Uno tras otro, los que hicieron posible el ascenso de Santoyo han hecho la de Pilatos. El expresidente Uribe —que lo mantuvo a su lado, promovió su ascenso, lo envió en misión diplomática y en 2010 lo condecoró—, se lavó las manos diciendo que nunca nadie le habló mal de él (tal vez por el contrario, le hablaba bien que su cancerbero fuera experto en chuzadas ilegales, práctica que hizo carrera en su gobierno). Juan Manuel Santos, entonces ministro de Defensa, se salió por la tangente y lo conminó a presentarse ante la justicia. Y los senadores de la Comisión Segunda que votaron a favor —todos de la coalición uribista—, se desmontaron con el débil argumento de que entonces no había informes oficiales que pusieran en duda la hoja de vida del oficial. ¿Y la destitución? Que el Consejo de Estado la hubiera anulado por vencimiento de términos no era razón para ignorarla, pues tocaba con la conducta misma de quien debía estar libre de toda sospecha para ser ascendido. ¿Y las denuncias por desapariciones forzadas cuando era comandante de Gaula? ¿Y la investigación por las chuzadas, sospechosamente archivada “por falta de pruebas” por la Fiscalía del controvertido Luis Camilo Osorio? Nada les creó dudas e hicieron oídos sordos a las objeciones de quienes se opusieron al ascenso: Cecilia López, Juan Manuel Galán, Jesús Piñacué y Alexandra Moreno. Los deseos de “el supremo”, que tenía a Santoyo entre sus protegidos, eran órdenes.

En cuanto al general Naranjo, que como director de la Policía presentó el nombre de Santoyo a la Junta de Generales, fue el único que asumió su cuota de culpa. Pero no convenció el argumento para justificar su error de criterio: que carecía de “información seria” sobre el oficial. Difícil tragarse el sapo de que “el mejor policía del mundo”, el hombre de confianza de la DEA, el mayor experto en inteligencia y contrainteligencia que haya tenido la institución, desconociera los lunares que manchaban la carrera del jefe de seguridad del presidente Uribe.
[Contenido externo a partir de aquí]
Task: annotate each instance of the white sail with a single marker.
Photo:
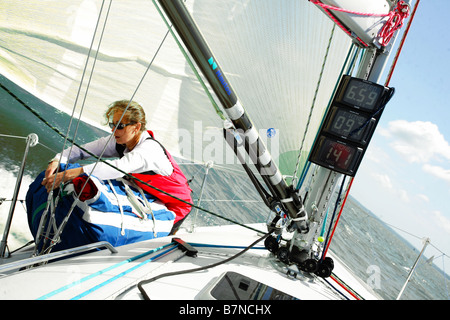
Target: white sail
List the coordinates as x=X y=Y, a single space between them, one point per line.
x=272 y=53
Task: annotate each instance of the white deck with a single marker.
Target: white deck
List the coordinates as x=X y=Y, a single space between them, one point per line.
x=106 y=275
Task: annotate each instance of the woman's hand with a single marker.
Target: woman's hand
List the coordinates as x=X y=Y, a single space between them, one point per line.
x=51 y=180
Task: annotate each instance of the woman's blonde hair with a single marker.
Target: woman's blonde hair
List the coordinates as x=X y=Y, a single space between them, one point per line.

El caso Santoyo se suma al del “buen muchacho” Jorge Noguera, quien puso el DAS al servicio de paramilitares, y de comprobarse cierto sería una prueba más de hasta dónde ha llegado la penetración de las mafias en las instituciones del Estado. Por eso es falso el debate que se abrió a raíz del escándalo sobre el sistema de ascensos en las Fuerzas Militares y la Policía, y la falta de rigor en la revisión de las hojas de vida de los postulados. Lo verdaderamente grave es que la Policía permita que personas cuestionadas permanezcan en la institución, y que si el caso se armó con la colaboración de la Fiscalía y de la propia Policía, como asegura la DEA, sea la justicia gringa y no la colombiana la que tenga en sus manos a Santoyo. ¡Qué vergüenza!